Unfortunately, not everyone had emerged from the latest round of Cranley family drama unscathed, or with such a positive attitude.
Tati watched as the café door opened and Maddie Wilkes walked in. Scanning the room, waving cheerlessly when she saw Tati, Maddie came over to the table looking haggard and ill. Even in her thick coat and scarf she looked thin. When she took them off and sat down she looked positively emaciated. Her twig-like arms and gnarled, veiny hands dangled uselessly at her side, and the skin stretched over her cheekbones was so paper-thin it was almost see-through.
‘Thanks for seeing me.’ She smiled thinly at Tatiana.
‘Of course. How are you?’
‘Oh, you know. Fine.’
Ignoring Maddie’s protests, Tati ordered her a hot chocolate with whipped cream and a plate of warm cookies to share. Maddie left both untouched. She’d come here to talk to Tati about her divorce, not to enjoy herself. Talking about her divorce had replaced eating, sleeping and breathing for Maddie Wilkes as the number one priority of her existence. There was still so much anger and shock and pain. If she didn’t lance the boil and let the bitterness out, she would die.
‘He wants half the house but he won’t get it.’ Her thin lips moved quickly, powered by resentment. ‘Can you imagine? After everything he’s done, he thinks he’s entitled to a share of my home.’
It was his home too, thought Tati, but wisely didn’t say anything.
‘And now, to top it all, he says he can’t pay the school fees. According to George, the lawyers have cleaned him out.’
‘Perhaps they have?’ Tati offered meekly.
‘I daresay, but whose fault is that? If it hadn’t been for his sordid little affair, he wouldn’t have needed lawyers. If he hadn’t betrayed me and the children and broken every vow he ever made …’
Tati listened patiently while Maddie railed on. After a solid fifteen minutes, she finally ran out of steam.

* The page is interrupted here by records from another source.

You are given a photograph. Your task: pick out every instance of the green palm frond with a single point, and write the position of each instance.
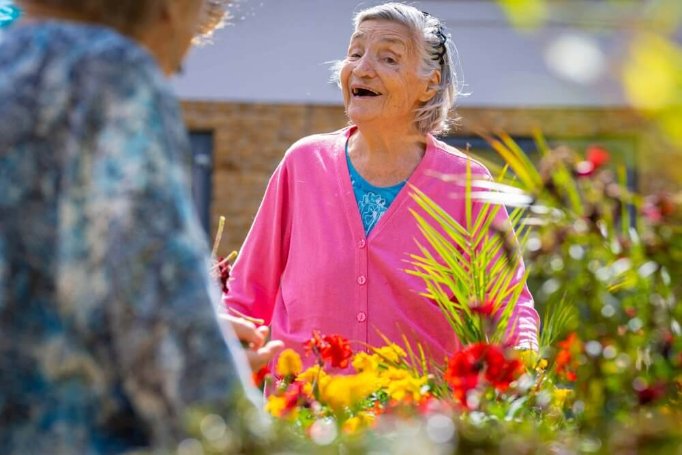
(470, 263)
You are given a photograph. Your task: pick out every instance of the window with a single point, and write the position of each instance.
(202, 171)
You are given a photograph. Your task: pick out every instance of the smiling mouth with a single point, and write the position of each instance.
(362, 92)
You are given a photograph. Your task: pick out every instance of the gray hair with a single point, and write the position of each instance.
(128, 16)
(428, 33)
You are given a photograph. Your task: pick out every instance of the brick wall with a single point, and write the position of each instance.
(250, 139)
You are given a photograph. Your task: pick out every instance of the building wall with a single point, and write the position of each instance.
(279, 51)
(250, 139)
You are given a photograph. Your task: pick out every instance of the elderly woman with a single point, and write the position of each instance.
(328, 246)
(107, 318)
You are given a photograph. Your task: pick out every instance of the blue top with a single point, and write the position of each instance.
(373, 201)
(8, 13)
(108, 333)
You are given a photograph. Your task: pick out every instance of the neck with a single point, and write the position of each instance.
(386, 158)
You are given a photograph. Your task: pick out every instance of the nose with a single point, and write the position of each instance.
(364, 67)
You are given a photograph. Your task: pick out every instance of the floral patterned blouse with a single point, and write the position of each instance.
(108, 333)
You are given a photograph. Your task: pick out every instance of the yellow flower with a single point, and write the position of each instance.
(402, 384)
(392, 353)
(531, 359)
(365, 362)
(311, 374)
(340, 392)
(560, 396)
(289, 363)
(276, 405)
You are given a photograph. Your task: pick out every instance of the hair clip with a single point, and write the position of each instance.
(439, 55)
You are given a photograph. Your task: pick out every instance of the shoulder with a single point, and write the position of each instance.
(321, 146)
(452, 160)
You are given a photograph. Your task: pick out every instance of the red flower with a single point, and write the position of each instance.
(260, 375)
(479, 362)
(595, 157)
(334, 349)
(295, 396)
(565, 363)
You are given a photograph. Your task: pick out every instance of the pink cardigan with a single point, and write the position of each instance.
(306, 263)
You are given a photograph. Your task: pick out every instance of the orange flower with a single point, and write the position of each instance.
(565, 364)
(480, 362)
(259, 376)
(334, 349)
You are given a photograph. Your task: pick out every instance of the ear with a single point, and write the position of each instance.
(432, 87)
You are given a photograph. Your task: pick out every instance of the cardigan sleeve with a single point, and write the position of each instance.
(254, 282)
(524, 322)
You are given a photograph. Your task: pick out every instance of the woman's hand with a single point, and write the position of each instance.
(258, 350)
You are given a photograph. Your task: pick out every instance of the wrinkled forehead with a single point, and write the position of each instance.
(383, 32)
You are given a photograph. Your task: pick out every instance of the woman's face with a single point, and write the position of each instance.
(379, 77)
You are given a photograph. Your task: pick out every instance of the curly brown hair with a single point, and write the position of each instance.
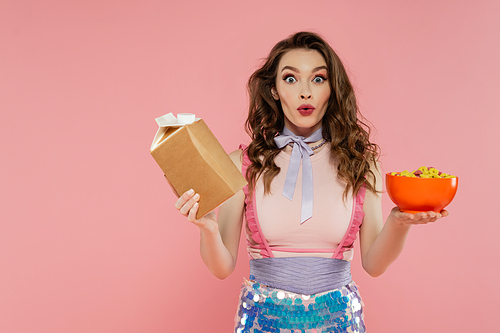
(342, 124)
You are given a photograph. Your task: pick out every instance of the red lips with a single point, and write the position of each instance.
(306, 109)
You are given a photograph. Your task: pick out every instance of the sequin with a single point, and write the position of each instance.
(265, 309)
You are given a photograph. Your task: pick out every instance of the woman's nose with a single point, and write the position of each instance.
(305, 93)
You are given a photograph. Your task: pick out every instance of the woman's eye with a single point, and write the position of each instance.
(319, 79)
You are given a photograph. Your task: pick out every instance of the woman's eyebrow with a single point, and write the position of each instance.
(298, 71)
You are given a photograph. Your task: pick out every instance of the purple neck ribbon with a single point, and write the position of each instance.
(300, 152)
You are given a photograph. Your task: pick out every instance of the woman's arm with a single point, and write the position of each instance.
(219, 236)
(382, 243)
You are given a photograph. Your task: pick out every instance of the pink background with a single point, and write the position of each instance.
(89, 239)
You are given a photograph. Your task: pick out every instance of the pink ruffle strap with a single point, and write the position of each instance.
(354, 225)
(250, 213)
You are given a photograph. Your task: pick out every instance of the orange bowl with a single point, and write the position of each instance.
(414, 195)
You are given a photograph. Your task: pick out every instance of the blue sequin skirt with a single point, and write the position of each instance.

‘Anyway, I know you still talk to them. Face to face, I mean, not through lawyers. I wondered if you’d give George a message from me.’
‘I’ll help if I can,’ said Tati warily.
‘I want the house and the business.’
‘You want the gallery?’ Even Tati couldn’t hide her surprise.
‘Yes. If he gives me both I’ll drop the claim for maintenance.’
‘If he gives you both he’ll be bankrupt!’
‘Nonsense,’ said Maddie curtly. ‘His boyfriend can keep him. Jason’s filthy rich now, thanks to you. George has made his bed and he can bloody well lie in it.’
‘But Maddie,’ Tati tried to be reasonable. ‘That gallery is George’s whole life’s work. He built it up from nothing.’